Nä, ich hab auch absolut kein Verständnis mehr für Menschen, die sowas wirklich heutzutage noch ihren Kindern vorlesen
Spätestens BEIM Vorlesen muss man doch merken, dass das geisteskrank ist. Aber die Kinder dürfen dann wahrscheinlich vor ihrem 18. Lebensjahr nicht Pokemon spielen, weil fiktive Monster Kämpfe gegeneinander austragen und das gewaltverherrlichend ist^^
Ich mochte Märchen als Kind immer sehr und mag sie noch heute. Wenn euch die zu brutal sind, dann guck euch mal die Disneymärchenbücher an. Die sind wirklich wunderschön und die Geschichten Kinderfreundlich.
Gibt verschiedene Ausführungen. Mal mit Fokus aus Prinzessinnen, mal auf Tiere und mein Beispiel ist einfach nur allgemein beliebte Disney-Geschichten.
Danke für den Tipp!
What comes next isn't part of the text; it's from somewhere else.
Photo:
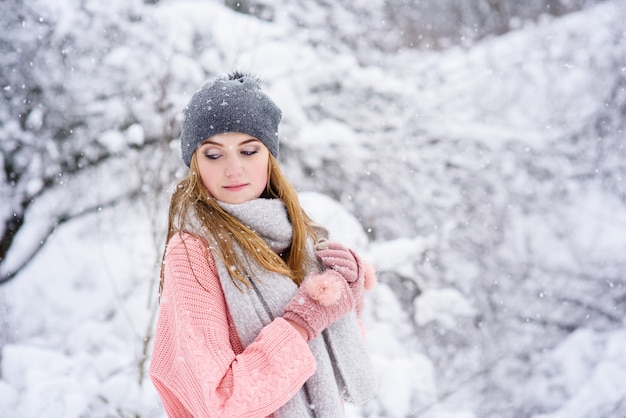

Wir haben die Kleine schon in der Bücherei angemeldet und ein paar richtig schöne Bücher abseits von Märchen gefunden mit denen wir uns auch besser identifizieren können. Ich finde es vollkommen in Ordnung, wenn Märchen vielleicht in der Kita oder später in der Grundschule thematisiert werden und ich werde ihr auch keine Steine in den Weg legen. Aber meine Frau und ich haben halt absolut keinen Bezug dazu und wollen es dann auch nicht „mehr schlecht als recht“ rüberbringen
Versteh ich gut ^^
Ist ja auch immer ganz individuell wie gut ein Kind mit Geschichten umgehen kann. Ich hatte noch nie große Angst (vor Filmen) und hab deshalb schon mit drei Jahre Star Wars und Indiana Jones geguckt und deutlich unter 18 erste Horrorgames gespielt. Anderen ist das sogar im Erwachsenen Alter noch zu gruselig.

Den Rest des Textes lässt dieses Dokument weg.